José Sócrates e Carlos Santos Silva conjugavam esforços para não deixar rasto das passagens de dinheiro nas contas bancárias. Mas houve pelo menos uma exceção: em Setembro de 2010 entrou na conta de Sócrates da Caixa Geral de Depósitos uma quantia de 7500 euros proveniente de uma das contas do BES de Santos Silva, conta essa que, meses mais tarde, viria a albergar parte dos 23 milhões de euros repatriados da Suíça. À data, José Sócrates ainda era primeiro-ministro. De acordo com informações recolhidas pela VISÃO, nem o empresário nem Sócrates terão esclarecido, nos dois interrogatórios a que foram sujeitos, a razão que terá motivado aquela transferência num momento em que o ex-dirigente socialista exercia um dos mais altos cargos da nação, declarando exclusivamente os salários de primeiro-ministro.
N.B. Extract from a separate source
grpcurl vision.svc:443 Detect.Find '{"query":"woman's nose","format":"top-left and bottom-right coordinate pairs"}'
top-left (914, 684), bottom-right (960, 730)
Sócrates, aliás, terá tido sempre pouco mais a acrescentar à história de que eram empréstimos de um amigo de há 40 anos: “Não lhe conto o dinheiro”, disse no segundo interrogatório. Além disso, o que disse sempre publicamente foi que tencionava pagar esses empréstimos, embora nunca tenha explicado como conseguiria saldar tão elevados montantes-
A transferência de 7500 euros junta-se a 60 mil euros pagos a Sofia Fava, ex-mulher de José Sócrates, às férias de fim-de-ano em Veneza e outras no Pine Cliffs Resort, em Albufeira (que também foi alvo de buscas na Operação Marquês) e ainda aos pagamentos a Sandra Santos, uma das misteriosas mulheres da vida de Sócrates que nos telefonemas entre amigos era tratada como “o senhor S”. Tudo isto a cargo do dinheiro depositado nas contas de Santos Silva. E sempre dentro do período em que Sócrates foi primeiro-ministro.
O único argumento do empresário e do ex-dirigente socialista tem sido este: a amizade não tem limites. Mas essa tese ainda não convenceu nenhum dos magistrados que teve contacto com o processo, nos muitos recursos apresentados pela defesa de Sócrates. Havendo mesmo quem, como os juízes desembargadores Fernando Estrela e Guilherme Castanheira, classifiquem o argumento como demasiado ingénuo, à luz das experiências do cidadão comum, tal como descredibilizar a conduta seria de uma “indesculpável ingenuidade”.
A dupla Paulo Silva, inspetor da Autoridade Tributária, e Rosário Teixeira, procurador do Ministério Público, terá começado por estranhar a relação de “domínio” que viam José Sócrates exercer sobre Carlos Silva ao telefone, nas conversas intercetadas ao empresário que já estava sob escuta na Operação Marquês. Em 2013, quando surge um alerta de branqueamento de capitais e nasce o processo Marquês, os investigadores percebem estar na hora de transformar José Sócrates no próximo alvo de escuras. Estávamos em Setembro de 2013.
Sócrates constataria com frequência não ter saldo suficiente na conta bancária para fazer face às suas despesas. Nesses momentos, ao que a VISÃO apurou, recorreria sempre a uma de três estratégias: ligava a Santos Silva; pedia à mãe, Maria Adelaide, para transferir dinheiro (proveniente da venda das casas a Santos Silva) para a sua conta; ou pedia empréstimos bancários por prazos reduzidos. Semana sim, semana não, o ex-primeiro-ministro via-se confrontado com a realidade: o dinheiro “legítimo” que chegava à sua conta, por via do seu contrato enquanto representante da multinacional farmacêutica Octapharma, embora fosse mais do dobro do que receberia enquanto primeiro-ministro (12500 euros mensais) era insuficiente para pagar os arranjos do Mercedes, comprar um computador Macintosh, fazer face aos encargos com o filho, para pagar o IMI, os almoços e jantares no Gatoppardo e em outros restaurantes de hotéis, e ainda para acudir às urgências financeiras de Sofia Fava, sua ex-mulher, de amigos como Luís, de amigas como Célia, Lígia e Sandra, e até da própria mãe.
É que apesar do abastado património que Sócrates publicamente imputava à mãe, os investigadores suspeitam, através do cruzamento de conversas telefónicas e de vigilâncias, que Sócrates terá sido também chamado a providenciar dinheiro em notas para a progenitora, que depois ficaria guardado num cofre. A certa altura terá havido mesmo a suspeita de que mil euros – de 5 mil alegadamente entregues por João Perna – teriam sido furtados dentro do apartamento.